On Apr 3, we issued an updated research report on Lincoln Electric Holdings Inc. LECO. Focus on acquisitions, innovative product launches and execution of the 2020 vision and strategy will drive the company’s growth. However, impact of the slowdown in industrial production and the coronavirus outbreak is likely to impact the near-term results. We believe Lincoln Electric’s cost management actions will help sustain margins in this backdrop.
Coronavirus Impact Dents Full-Year Outlook
The U.S.-China trade tensions and waning global demand has taken its toll on the U.S manufacturing sector. The U.S Purchasing Managers’ Index (PMI) as per the Institute for Supply Management remained below 50 (indicating contraction) for five months in a row till December. Although the index has climbed to 50.9 in January followed by 50.1 in February, it remains to be seen whether this recovery will sustain considering the coronavirus outbreak.
Industrial stocks Caterpillar Inc. CAT, Terex Corporation TEX have been bearing the brunt of the overall slowdown in industrial production and Lincoln Electric has not been an exception to this trend either.
Volumes in the Americas Welding segment continue to remain challenged thanks to the overall slowdown in industrial production and lower capital spending for automation systems. In the International Welding segment, volumes continue to be impacted by declines in Asia Pacific and Europe, and lower global industrial production.
Also, pricing in the Americas Welding segment declined 1.2% and 1.7% in third-quarter and fourth-quarter 2019, respectively, highlighting the removal of surcharges in the U.S. business. The company anticipates pricing to be lower in first-half 2020.

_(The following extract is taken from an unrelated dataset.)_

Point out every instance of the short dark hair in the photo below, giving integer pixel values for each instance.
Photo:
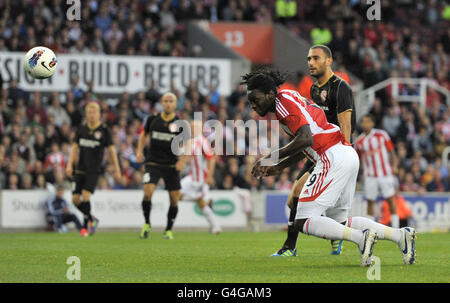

The impact of the coronavirus outbreak also remains a concern. Factory closures in China will likely reflect of Lincoln Electric’s results in first-quarter 2020. The company also stands the risk of supply chain disruptions. Further, it is also weighing on customer confidence and might impact customer orders.
Cost Management to Buoy Margins
The company is focusing on cost management, which includes lower work hours, less overtime, suspension of new hiring and cutting down discretionary spending. The company is now planning to freeze senior management wages. Lincoln Electric anticipates annualized cost savings of $15-$18 million. This will start from second-quarter 2020 and major part of it will be realized in the back half of 2020.
Acquisitions, Innovation Remain Growth Drivers
In January 2019, Lincoln Electric acquired the soldering business of Worthington Industries. This broadened the Harris Products Group’s portfolio of industry-leading consumables with the addition of premium solders and fluxes. In April 2019, Lincoln Electric acquired Baker Industries to expand automation and additive strategies. Recently, the company acquired a controlling interest in Askaynak, a leading Turkish producer of welding consumables and equipment. The buyout advances the company's regional growth strategy in Europe, the Middle East and Africa.
Lincoln Electric’s product launches in the automation solutions market are likely to aid growth. The company is also preparing for the launch of its new additive services business, which will position it as a manufacturer of large scale 3D-printed metal spell parts, prototypes and tooling for industrial customers. This is likely to present ample prospects. It also continues to invest in long-term strategy for automation in support of its 2020 strategy initiatives.
The company launched its new state-of-the-art advanced technology solution center in Germany, which gives it an unprecedented commercial presence in the European market. This tech center will enable the company to showcase its latest technologies and welding consumables, equipment and automation.
Lincoln Electric’s shares have fallen 31.4% so far this year compared with the industry’s decline of 41%.
Zacks Rank & a Stock to Consider
Lincoln Electric currently carries a Zacks Rank #3 (Hold).
A better-ranked stock in the Industrial Products sector is Sharps Compliance Corp SMED which sports a Zacks Rank #1 (Strong Buy). You can see the complete list of today's Zacks #1 Rank stocks here.
Sharps Compliance has an estimated earnings growth rate of 800% for 2020. So far this year, the company’s shares have gained 72%.